The Lapis Lazuli Dome is the first chapter of Empress of the Night, volume 3 of the Reborn on the Mars series.
Ryustem and Agamemnon are talking about missing crewmembers who have disappeared from their rooms when they were off duty. The only place on the ship that has not been searched are the stores.
Ion has ordered Agamemnon not to open the storeroom during their voyage and by Imperial decree, his orders have the same weight as the words of the Empress. However, he can no longer sit still while his crew disappeared, so he goes to open it with Ibrahim and Socorul. Inside the storeroom are over forty wooden boxes a foot high, wide and deep.

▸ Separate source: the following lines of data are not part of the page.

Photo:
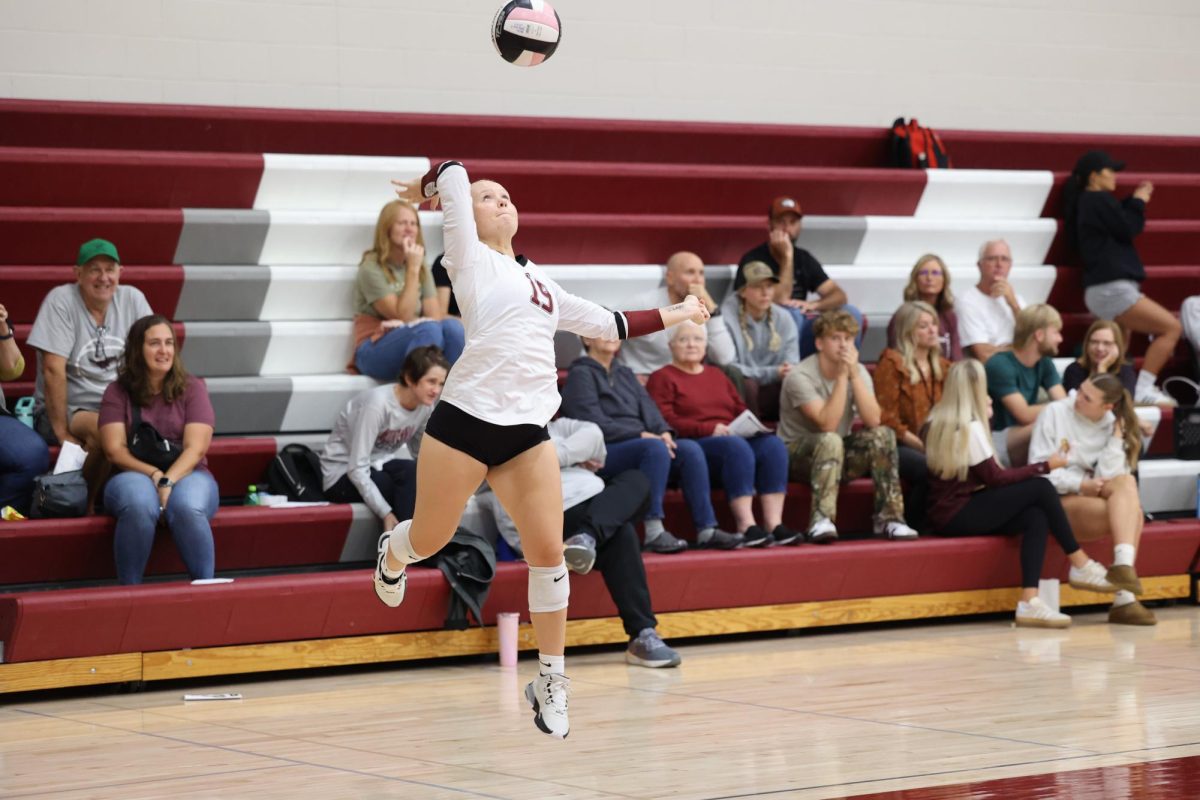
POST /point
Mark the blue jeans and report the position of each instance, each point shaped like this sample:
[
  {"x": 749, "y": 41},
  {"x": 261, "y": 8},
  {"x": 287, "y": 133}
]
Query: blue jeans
[
  {"x": 689, "y": 469},
  {"x": 382, "y": 360},
  {"x": 133, "y": 499},
  {"x": 809, "y": 340},
  {"x": 23, "y": 457},
  {"x": 745, "y": 465}
]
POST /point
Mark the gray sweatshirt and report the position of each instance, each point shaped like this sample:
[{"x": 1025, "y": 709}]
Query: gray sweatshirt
[{"x": 371, "y": 431}]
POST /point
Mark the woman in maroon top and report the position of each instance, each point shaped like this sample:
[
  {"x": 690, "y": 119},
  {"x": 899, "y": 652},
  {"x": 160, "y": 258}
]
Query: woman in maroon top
[
  {"x": 971, "y": 494},
  {"x": 700, "y": 402},
  {"x": 177, "y": 404}
]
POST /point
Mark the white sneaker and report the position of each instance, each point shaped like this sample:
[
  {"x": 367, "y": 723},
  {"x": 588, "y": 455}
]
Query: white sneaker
[
  {"x": 1037, "y": 614},
  {"x": 1155, "y": 396},
  {"x": 547, "y": 696},
  {"x": 894, "y": 529},
  {"x": 823, "y": 531},
  {"x": 390, "y": 593},
  {"x": 1091, "y": 577}
]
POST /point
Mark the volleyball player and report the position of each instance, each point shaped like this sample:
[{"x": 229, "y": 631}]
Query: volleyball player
[{"x": 491, "y": 422}]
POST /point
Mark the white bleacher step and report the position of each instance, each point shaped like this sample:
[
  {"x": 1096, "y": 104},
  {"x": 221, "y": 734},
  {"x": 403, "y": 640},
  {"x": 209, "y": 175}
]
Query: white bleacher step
[
  {"x": 294, "y": 181},
  {"x": 984, "y": 194}
]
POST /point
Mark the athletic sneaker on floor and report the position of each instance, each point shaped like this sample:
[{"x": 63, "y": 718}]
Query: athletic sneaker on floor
[
  {"x": 390, "y": 593},
  {"x": 547, "y": 696},
  {"x": 1036, "y": 613},
  {"x": 647, "y": 649}
]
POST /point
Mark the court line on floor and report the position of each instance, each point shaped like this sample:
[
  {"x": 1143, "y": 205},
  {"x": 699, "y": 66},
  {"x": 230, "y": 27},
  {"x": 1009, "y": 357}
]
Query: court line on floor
[{"x": 285, "y": 759}]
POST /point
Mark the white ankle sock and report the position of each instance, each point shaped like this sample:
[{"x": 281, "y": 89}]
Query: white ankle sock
[{"x": 551, "y": 665}]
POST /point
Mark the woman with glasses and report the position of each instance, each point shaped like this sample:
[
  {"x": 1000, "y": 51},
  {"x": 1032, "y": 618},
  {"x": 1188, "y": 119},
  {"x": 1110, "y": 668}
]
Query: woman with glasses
[{"x": 930, "y": 282}]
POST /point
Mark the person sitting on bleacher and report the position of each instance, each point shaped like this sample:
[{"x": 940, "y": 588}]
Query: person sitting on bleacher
[
  {"x": 79, "y": 334},
  {"x": 909, "y": 383},
  {"x": 821, "y": 397},
  {"x": 700, "y": 402},
  {"x": 684, "y": 276},
  {"x": 765, "y": 340},
  {"x": 364, "y": 459},
  {"x": 23, "y": 455},
  {"x": 930, "y": 282},
  {"x": 600, "y": 391},
  {"x": 599, "y": 522},
  {"x": 1102, "y": 229},
  {"x": 395, "y": 301},
  {"x": 154, "y": 388},
  {"x": 971, "y": 494},
  {"x": 798, "y": 272},
  {"x": 1014, "y": 378},
  {"x": 988, "y": 311},
  {"x": 1099, "y": 493}
]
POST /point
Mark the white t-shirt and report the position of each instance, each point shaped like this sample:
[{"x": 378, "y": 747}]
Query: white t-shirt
[
  {"x": 984, "y": 319},
  {"x": 510, "y": 311}
]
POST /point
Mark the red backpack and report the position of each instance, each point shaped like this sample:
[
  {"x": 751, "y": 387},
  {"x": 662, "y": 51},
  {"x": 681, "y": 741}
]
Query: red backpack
[{"x": 913, "y": 145}]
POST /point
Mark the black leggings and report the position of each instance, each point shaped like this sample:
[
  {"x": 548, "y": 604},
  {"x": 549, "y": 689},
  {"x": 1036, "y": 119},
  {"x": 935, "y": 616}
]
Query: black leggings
[{"x": 1030, "y": 509}]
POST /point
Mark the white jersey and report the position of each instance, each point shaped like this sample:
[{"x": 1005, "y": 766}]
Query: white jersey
[{"x": 510, "y": 311}]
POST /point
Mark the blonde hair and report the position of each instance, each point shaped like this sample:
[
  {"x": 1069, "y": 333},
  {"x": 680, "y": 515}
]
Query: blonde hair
[
  {"x": 907, "y": 317},
  {"x": 946, "y": 298},
  {"x": 1114, "y": 391},
  {"x": 775, "y": 341},
  {"x": 1032, "y": 319},
  {"x": 382, "y": 247},
  {"x": 1085, "y": 359},
  {"x": 964, "y": 401}
]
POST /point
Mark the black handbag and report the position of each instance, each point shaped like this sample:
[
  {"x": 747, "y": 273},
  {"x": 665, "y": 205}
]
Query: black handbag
[
  {"x": 148, "y": 445},
  {"x": 59, "y": 495}
]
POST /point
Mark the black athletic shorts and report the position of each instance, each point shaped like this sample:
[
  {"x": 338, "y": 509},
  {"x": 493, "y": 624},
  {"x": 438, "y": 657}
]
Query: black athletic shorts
[{"x": 484, "y": 441}]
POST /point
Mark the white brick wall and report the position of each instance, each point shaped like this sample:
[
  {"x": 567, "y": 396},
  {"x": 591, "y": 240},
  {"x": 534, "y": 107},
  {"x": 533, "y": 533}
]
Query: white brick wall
[{"x": 1045, "y": 65}]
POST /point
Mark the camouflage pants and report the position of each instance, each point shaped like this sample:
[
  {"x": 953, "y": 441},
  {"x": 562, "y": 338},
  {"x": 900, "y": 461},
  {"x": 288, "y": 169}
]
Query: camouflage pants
[{"x": 826, "y": 459}]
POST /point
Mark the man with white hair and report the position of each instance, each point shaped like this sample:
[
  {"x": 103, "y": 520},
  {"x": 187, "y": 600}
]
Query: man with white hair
[
  {"x": 684, "y": 276},
  {"x": 988, "y": 311}
]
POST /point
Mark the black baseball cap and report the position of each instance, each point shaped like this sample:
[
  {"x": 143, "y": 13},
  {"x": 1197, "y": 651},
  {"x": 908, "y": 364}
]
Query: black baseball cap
[{"x": 1093, "y": 161}]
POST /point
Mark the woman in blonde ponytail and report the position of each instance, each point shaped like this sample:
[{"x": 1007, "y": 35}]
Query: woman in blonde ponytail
[{"x": 1098, "y": 428}]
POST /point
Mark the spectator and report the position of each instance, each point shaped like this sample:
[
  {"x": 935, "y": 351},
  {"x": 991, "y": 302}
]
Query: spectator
[
  {"x": 23, "y": 455},
  {"x": 1102, "y": 230},
  {"x": 154, "y": 384},
  {"x": 930, "y": 282},
  {"x": 396, "y": 305},
  {"x": 1097, "y": 486},
  {"x": 684, "y": 276},
  {"x": 599, "y": 529},
  {"x": 765, "y": 340},
  {"x": 799, "y": 275},
  {"x": 639, "y": 438},
  {"x": 988, "y": 311},
  {"x": 971, "y": 494},
  {"x": 79, "y": 335},
  {"x": 1014, "y": 378},
  {"x": 820, "y": 401},
  {"x": 700, "y": 402},
  {"x": 375, "y": 428},
  {"x": 909, "y": 382}
]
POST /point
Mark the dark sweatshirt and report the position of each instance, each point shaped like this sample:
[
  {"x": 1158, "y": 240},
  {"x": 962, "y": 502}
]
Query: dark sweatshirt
[
  {"x": 1105, "y": 229},
  {"x": 612, "y": 400}
]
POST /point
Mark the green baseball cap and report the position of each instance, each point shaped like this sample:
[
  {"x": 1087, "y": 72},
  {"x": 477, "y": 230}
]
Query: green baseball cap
[{"x": 90, "y": 250}]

Because Agamemnon smells blood, he lifts the floorboards. Below are the mummified corpses of the missing crewmembers. Agamemnon orders Ryustem to gather all hands for an emergency meeting, Ibrahim to check the contents of Ion's luggage and Socorul to arm five or six people and to follow him.
He is about to head out to make Ion explain, when Abel shows up. He tells Agamemnon that Ion didn't kill his men. Just then, an arm appears out of a box and snaps Ibrahim's neck. It belongs to one of the Autojäger, which Abel calls "his cute toys."
Socorul and Ryutem shield Agamemnon and are killed by the Autojäger. Ion appears and burns Agamemnon to charcoal.
Abel orders Ion to kill the other crewmembers too, while he goes on deck to look at the Empire. They keep sailing toward Byzantium.
In line with the overarching nod to Yeats' famous poem Sailing to Byzantium, the chapter title here serves as another high literary nautical reference. In his essay "A Supposedly Fun Thing I'll Never Do Again," in which he describes "the cruise ship experience" as claustrophobic and infantilizing, David Foster Wallace considers the ways in which luxury is framed as desirable, as a "peak experience," as a "bucket list" item, as a worthwhile goal. Going through the promotional materials in his cabin, he discovers an overblown paean to the beauty of the cruise, commissioned by the liner from a writing instructor associate. It's an occasion to think through the ethics of rhetoric, but just as much an occasion to mock the absurd and pompous poem. The image singled out and repeated in this respect is the blue sky as a "Lapis Lazuli Dome" - as though the transformative luxury of the cruise ship turns even the most patently everyday and nonexclusive conditions into actual gems - horizon-spanning gems which are also pharaohic architectural monuments.